Tuesday will look to become the first filly since Balanchine in 1994 to win the race, who also won the Epsom Oaks before scoring at the Curragh.
"It'll be great to see the filly and colt (Tuesday and Westover) clashing at the Curragh, they look like two top notches," he told Racing TV.
"I didn't know until Monday and I thought it was fantastic and brilliant for the race."
O'Brien, whose Royal Ascot winner State of Rest was yesterday moved to the top of the world rankings following his impressive Prince of Wales's Stakes success last week, has three entries in the race, with Hannibal Barca appearing his pick.

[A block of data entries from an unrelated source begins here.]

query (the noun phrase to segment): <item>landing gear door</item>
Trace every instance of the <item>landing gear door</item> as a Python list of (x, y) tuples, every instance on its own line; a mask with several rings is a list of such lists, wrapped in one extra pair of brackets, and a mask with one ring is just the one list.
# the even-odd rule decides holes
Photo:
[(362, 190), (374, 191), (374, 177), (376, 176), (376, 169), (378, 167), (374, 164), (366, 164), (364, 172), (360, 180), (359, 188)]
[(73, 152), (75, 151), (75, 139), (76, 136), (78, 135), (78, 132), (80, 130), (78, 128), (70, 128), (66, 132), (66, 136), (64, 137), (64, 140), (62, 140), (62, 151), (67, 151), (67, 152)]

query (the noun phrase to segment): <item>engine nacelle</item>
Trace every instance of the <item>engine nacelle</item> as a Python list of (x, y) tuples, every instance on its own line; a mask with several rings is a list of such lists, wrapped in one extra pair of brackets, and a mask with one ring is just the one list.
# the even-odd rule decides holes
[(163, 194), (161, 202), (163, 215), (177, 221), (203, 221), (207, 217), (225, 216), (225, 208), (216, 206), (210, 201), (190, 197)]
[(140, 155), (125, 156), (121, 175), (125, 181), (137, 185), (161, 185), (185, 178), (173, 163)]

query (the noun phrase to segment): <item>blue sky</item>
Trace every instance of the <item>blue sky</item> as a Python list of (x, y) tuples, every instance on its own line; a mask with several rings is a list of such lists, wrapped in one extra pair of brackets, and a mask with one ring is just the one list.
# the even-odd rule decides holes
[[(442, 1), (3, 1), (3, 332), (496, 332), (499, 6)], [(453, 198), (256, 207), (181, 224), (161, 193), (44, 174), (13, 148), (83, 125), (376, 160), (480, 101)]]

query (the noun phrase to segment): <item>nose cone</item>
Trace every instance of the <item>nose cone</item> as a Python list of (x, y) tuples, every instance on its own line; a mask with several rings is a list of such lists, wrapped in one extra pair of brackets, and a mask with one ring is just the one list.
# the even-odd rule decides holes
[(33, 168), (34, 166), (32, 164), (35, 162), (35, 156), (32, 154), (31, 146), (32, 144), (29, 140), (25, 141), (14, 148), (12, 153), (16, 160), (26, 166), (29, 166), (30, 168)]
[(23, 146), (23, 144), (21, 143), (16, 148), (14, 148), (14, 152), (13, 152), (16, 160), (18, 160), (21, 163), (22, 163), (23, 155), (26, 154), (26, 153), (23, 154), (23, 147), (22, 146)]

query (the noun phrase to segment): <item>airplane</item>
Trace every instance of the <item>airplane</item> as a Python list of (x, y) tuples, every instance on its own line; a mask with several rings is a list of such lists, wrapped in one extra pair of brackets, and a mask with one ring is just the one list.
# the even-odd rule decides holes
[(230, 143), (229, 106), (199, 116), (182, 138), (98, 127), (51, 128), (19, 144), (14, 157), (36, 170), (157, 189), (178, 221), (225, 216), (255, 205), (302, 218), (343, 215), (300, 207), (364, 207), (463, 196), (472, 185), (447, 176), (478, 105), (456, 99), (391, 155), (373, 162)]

He won the Irish Derby as a jockey on Camelot and Australia but is still waiting for his first win as a trainer.
Hannibal Barca won over a shorter distance at the Curragh last month on his seasonal reappearance, having finished a narrow fourth in last year's Group One Vertem Futurity Trophy at Doncaster.
"He's not a slow horse but we think the 12 furlongs will suit him," he added.

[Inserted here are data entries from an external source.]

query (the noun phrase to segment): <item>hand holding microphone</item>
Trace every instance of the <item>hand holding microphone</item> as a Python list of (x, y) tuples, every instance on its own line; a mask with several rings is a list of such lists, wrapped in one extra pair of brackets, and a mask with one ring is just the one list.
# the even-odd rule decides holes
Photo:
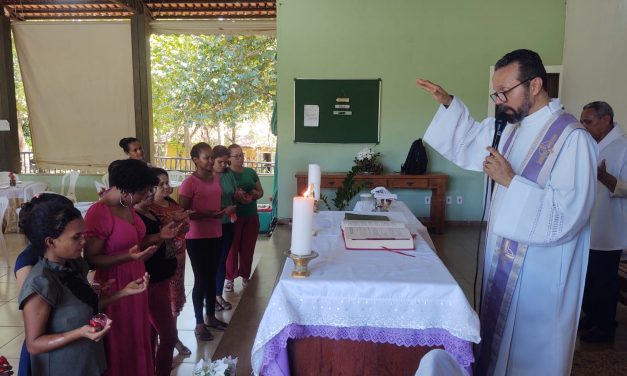
[(483, 171), (494, 181), (504, 187), (509, 187), (512, 179), (516, 174), (510, 163), (505, 157), (499, 153), (498, 146), (503, 135), (503, 130), (507, 125), (507, 120), (504, 114), (497, 114), (496, 121), (494, 122), (494, 137), (492, 138), (492, 146), (487, 150), (490, 152), (483, 161)]

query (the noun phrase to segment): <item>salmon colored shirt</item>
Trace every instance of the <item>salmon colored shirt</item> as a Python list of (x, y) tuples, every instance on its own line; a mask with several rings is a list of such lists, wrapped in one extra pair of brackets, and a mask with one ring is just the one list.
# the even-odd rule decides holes
[[(196, 175), (188, 176), (179, 188), (179, 196), (185, 196), (192, 201), (190, 210), (200, 213), (218, 211), (222, 196), (220, 179), (213, 178), (204, 181)], [(220, 218), (191, 219), (189, 231), (185, 239), (207, 239), (222, 236), (222, 223)]]

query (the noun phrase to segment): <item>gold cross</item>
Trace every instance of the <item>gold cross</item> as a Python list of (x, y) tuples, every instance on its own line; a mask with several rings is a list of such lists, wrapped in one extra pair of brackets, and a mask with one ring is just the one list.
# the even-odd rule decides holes
[(554, 134), (550, 140), (546, 140), (538, 146), (540, 155), (538, 156), (538, 164), (543, 164), (546, 158), (553, 152), (553, 145), (557, 141), (557, 135)]

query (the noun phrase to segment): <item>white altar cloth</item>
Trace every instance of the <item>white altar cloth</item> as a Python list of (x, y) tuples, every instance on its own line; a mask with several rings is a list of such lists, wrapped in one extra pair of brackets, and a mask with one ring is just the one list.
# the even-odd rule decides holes
[[(364, 214), (360, 212), (360, 214)], [(420, 223), (400, 212), (385, 214), (412, 227)], [(388, 251), (346, 250), (340, 222), (344, 212), (314, 215), (311, 275), (291, 276), (286, 259), (252, 348), (252, 367), (258, 374), (264, 346), (290, 324), (403, 329), (438, 328), (478, 343), (479, 318), (464, 292), (429, 244), (416, 237), (416, 257)], [(424, 226), (423, 226), (424, 227)], [(430, 240), (430, 239), (429, 239)]]

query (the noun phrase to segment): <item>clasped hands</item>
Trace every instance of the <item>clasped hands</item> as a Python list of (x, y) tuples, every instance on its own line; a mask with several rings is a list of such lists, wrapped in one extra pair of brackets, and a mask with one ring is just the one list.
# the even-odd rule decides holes
[(483, 161), (483, 172), (500, 185), (509, 187), (516, 175), (512, 165), (495, 148), (488, 147), (486, 149), (490, 152), (490, 155)]

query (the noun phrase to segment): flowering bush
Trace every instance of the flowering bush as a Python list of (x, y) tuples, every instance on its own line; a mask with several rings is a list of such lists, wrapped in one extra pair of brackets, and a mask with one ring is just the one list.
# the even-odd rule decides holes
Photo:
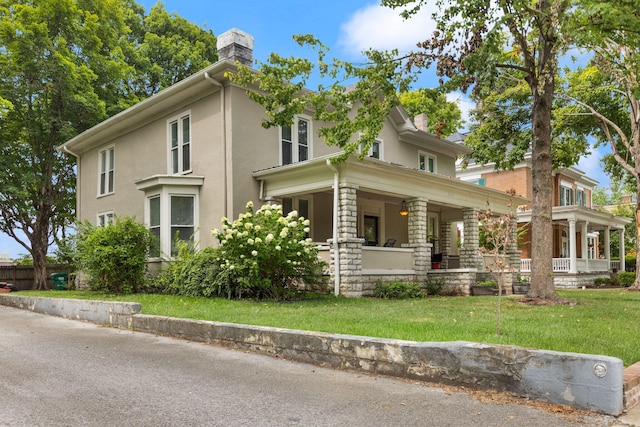
[(211, 231), (220, 241), (220, 268), (226, 273), (228, 293), (237, 297), (287, 298), (298, 285), (323, 281), (324, 263), (309, 233), (309, 220), (293, 211), (286, 217), (282, 206), (264, 205)]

Moore looks to complete the Classic jigsaw
Ryan Moore is looking for a piece of history as he attempts to achieve a rare feat and complete a full set of Irish and British Classics.
The list of jockeys to have completed the feat is small, Lester Piggott achieved it but Steve Cauthen never won the Irish 2000 Guineas and Frankie Dettori is still waiting on his first win in the Irish Oaks.
He has been close before, famously when Pat Smullen edged him on the line on Dermot Weld's Harzand in 2016.
"It's one of the big races of the season and they are the ones you want to be competitive in," he said. "I've had chances before but you just have to keep putting yourself in contention."
Carson's backs girl power at the Curragh
British jockey Willie Carson won the Irish Derby twice - including on filly Salsabil in 1990.
So perhaps it's no surprise he likes the chances of Aidan O'Brien's Tuesday this weekend.
"If she's going to improve, the boys are in trouble! Tuesday is the one I'd like to be riding," he told the Racing Post.
Dunlop looks for sunshine, not showers
Looking ahead to Sunday's Group One Alwasmiyah Pretty Polly Stakes, British trainer Ed Dunlop won't like the weather forecast today.
The Curragh reported the possibility of 20mm of rain ahead of the race, with the ground currently 'good, good to firm in places'.
Dreamloper has won both her starts this season and looks the best of the Brits against home hopes, Joseph O'Brien's Prix Saint-Alary winner Above The Curve and Paddy Twomey's La Petite Coco.
"We're keeping an eye on it, we don't want it to get too soft and I know some rain is forecast," said Dunlop. "It's the plan and she's in good shape."